I know a guy who is about to retire from a busy domestic store. At age 66, he is still a heavy line mechanic. In all of my years in and around shops I think I can count the guys over 60 on one hand.
The older guys try their best to talk the young guys into finding a different profession. In addition to having to buy upwards of 40,000 in tools, it is harder and harder to make a decent living.
There are a lot of good independants out there but they face the same mechanic shortage as the dealers do. As far as saving money, that is debatable. Labor rates may be 10.00/hr. less but the independants often spend a lot of time that you pay for searching for a problem that the dealer has seen many times before.
And, the managers ARE often on commision too, not that that is a bad thing.
Try to get an independant to find an elusive rattle or water leak and see where they end up sending you.
Of course, when cars are no longer in warranty, it's funny how some people stop caring about the small pesky stuff that can be near impossible to track down.
#113 of 178 Re: A new batch to consider [isellhondas]
Jul 19, 2011 (2:21 pm)
Highline cars might be the only ones where an older model can be repaired at a dealer - but the costs are insane. Luckily these cars tend to have good independent support. My indy mechanic doesn't bat an eye at my nearly 50 year old fintail (it's there now, in fact), his oldest worker is only middle aged, but the car is no problem there. Taking it to Barrier would probably be like taking on a mortgage.
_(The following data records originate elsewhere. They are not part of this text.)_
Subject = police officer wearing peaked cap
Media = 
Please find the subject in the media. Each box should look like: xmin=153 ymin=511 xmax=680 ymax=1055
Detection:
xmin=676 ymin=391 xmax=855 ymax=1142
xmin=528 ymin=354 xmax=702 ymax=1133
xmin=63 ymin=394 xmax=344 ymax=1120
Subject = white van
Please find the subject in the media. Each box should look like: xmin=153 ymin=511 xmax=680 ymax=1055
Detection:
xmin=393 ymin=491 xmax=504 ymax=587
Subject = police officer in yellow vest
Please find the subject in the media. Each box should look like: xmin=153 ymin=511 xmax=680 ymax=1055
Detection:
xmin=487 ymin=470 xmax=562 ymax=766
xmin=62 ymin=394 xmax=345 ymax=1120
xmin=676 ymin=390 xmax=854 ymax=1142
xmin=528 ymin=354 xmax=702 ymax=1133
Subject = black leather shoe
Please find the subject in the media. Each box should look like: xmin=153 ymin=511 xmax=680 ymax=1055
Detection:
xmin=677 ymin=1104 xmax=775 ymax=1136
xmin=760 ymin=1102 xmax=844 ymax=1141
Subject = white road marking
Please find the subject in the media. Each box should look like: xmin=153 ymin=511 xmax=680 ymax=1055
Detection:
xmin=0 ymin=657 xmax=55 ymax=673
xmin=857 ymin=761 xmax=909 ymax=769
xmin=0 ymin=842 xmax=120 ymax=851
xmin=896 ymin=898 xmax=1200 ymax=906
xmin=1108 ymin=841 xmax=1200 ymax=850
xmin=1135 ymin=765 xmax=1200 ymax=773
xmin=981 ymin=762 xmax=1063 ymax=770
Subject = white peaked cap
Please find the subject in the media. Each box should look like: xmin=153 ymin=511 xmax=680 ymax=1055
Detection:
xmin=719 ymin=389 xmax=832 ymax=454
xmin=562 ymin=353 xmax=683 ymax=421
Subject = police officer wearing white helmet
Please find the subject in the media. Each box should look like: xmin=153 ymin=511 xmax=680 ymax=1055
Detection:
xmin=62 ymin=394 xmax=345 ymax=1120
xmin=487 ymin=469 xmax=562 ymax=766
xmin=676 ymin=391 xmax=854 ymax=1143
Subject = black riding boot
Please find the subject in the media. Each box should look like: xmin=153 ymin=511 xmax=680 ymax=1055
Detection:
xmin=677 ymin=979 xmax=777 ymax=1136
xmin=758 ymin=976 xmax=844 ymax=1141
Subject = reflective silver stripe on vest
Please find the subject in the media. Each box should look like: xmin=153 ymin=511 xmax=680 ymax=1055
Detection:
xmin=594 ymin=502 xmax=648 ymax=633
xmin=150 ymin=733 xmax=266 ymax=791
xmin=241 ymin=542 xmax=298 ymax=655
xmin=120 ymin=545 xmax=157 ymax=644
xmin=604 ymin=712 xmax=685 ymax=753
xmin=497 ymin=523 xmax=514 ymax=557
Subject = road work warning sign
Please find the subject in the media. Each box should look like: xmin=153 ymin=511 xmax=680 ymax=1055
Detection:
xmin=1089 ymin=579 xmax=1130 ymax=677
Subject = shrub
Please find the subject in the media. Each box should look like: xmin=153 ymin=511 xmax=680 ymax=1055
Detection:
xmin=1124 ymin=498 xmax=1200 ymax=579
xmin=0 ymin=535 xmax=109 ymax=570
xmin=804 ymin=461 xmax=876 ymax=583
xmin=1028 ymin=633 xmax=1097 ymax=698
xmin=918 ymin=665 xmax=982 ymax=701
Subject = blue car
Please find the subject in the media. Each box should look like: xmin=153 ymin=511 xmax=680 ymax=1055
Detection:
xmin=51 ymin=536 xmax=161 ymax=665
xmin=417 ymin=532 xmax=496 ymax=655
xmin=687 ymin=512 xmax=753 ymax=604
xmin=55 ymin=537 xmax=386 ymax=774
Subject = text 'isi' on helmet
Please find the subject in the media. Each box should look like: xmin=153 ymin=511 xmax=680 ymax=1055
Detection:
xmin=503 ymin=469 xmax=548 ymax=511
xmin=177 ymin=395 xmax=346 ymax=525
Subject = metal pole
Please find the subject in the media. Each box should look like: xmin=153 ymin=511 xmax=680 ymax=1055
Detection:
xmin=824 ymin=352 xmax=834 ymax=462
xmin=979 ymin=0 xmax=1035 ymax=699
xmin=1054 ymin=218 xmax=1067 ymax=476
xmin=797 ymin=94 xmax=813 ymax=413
For old normal cars,better know a good old time mechanic - the ranks of which are thinning out.
#114 of 178 Re: A new batch to consider [isellhondas]
Jul 19, 2011 (2:33 pm)
I wonder how far back a dealership, on average, will service its cars? I remember in the early 1990's, seeing a local Chrysler-Plymouth dealership that had a '46-48 DeSoto Suburban up on a lift in one of the service bays!
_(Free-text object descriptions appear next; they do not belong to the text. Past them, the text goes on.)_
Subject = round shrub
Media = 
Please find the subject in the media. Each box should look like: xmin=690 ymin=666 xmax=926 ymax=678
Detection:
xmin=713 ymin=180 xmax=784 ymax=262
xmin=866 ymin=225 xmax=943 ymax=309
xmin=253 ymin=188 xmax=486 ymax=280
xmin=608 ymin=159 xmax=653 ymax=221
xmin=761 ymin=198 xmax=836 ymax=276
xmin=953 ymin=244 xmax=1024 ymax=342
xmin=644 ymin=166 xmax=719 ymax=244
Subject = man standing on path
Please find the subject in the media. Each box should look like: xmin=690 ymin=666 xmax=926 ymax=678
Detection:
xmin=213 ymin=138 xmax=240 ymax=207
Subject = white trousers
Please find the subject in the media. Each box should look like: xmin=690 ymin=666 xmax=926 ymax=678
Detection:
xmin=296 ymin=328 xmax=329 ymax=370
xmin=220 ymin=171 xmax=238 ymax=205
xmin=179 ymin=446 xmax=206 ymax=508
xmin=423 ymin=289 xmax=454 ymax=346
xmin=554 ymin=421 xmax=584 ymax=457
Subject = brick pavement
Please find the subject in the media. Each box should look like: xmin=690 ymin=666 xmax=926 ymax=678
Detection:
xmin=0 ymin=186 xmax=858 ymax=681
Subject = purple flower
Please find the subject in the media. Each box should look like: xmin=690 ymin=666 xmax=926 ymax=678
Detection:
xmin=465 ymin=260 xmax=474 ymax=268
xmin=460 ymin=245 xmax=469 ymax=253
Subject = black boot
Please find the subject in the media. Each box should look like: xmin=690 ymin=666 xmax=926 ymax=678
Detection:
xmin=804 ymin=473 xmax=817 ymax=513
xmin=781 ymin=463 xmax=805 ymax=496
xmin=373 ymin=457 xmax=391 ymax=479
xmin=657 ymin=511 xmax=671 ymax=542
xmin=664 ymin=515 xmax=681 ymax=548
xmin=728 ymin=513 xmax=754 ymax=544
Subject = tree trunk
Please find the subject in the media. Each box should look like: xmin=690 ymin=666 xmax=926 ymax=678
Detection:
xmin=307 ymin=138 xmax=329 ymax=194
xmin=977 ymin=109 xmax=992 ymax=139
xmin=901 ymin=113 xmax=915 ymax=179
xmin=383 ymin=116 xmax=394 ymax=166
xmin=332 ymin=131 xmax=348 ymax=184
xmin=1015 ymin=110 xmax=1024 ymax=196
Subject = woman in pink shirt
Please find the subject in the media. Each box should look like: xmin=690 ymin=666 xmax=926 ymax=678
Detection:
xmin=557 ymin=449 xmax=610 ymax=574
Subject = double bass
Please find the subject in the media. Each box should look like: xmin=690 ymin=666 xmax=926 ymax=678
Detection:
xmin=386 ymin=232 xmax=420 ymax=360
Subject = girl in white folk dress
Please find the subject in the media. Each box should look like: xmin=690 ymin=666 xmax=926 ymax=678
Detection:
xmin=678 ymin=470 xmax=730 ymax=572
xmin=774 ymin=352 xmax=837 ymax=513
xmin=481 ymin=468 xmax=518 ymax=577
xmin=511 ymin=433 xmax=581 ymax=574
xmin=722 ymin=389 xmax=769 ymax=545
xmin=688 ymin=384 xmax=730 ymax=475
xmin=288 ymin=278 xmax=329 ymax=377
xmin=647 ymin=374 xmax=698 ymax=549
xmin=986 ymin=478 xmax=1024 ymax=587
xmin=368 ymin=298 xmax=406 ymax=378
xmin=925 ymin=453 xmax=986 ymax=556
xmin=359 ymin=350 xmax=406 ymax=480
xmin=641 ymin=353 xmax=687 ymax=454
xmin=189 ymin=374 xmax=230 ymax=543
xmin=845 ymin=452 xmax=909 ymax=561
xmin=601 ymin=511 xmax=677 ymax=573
With Honda, I imagine that the carbureted models are old enough and rare enough that, when the carb needs a rebuild, it's easier to just send the carb out to a shop that specializes in rebuilding them? When was the last carbureted Honda, anyway? For some reason, I'm thinking there might have been some bargain-basement version of the Civic that still had one as recently as '89 or '90?
#115 of 178 Re: A new batch to consider [andre1969]
Jul 19, 2011 (2:53 pm)
I bet some malaise era computer controlled carbs and all of the plumbing that comes with can be terrible to work on and might get refused.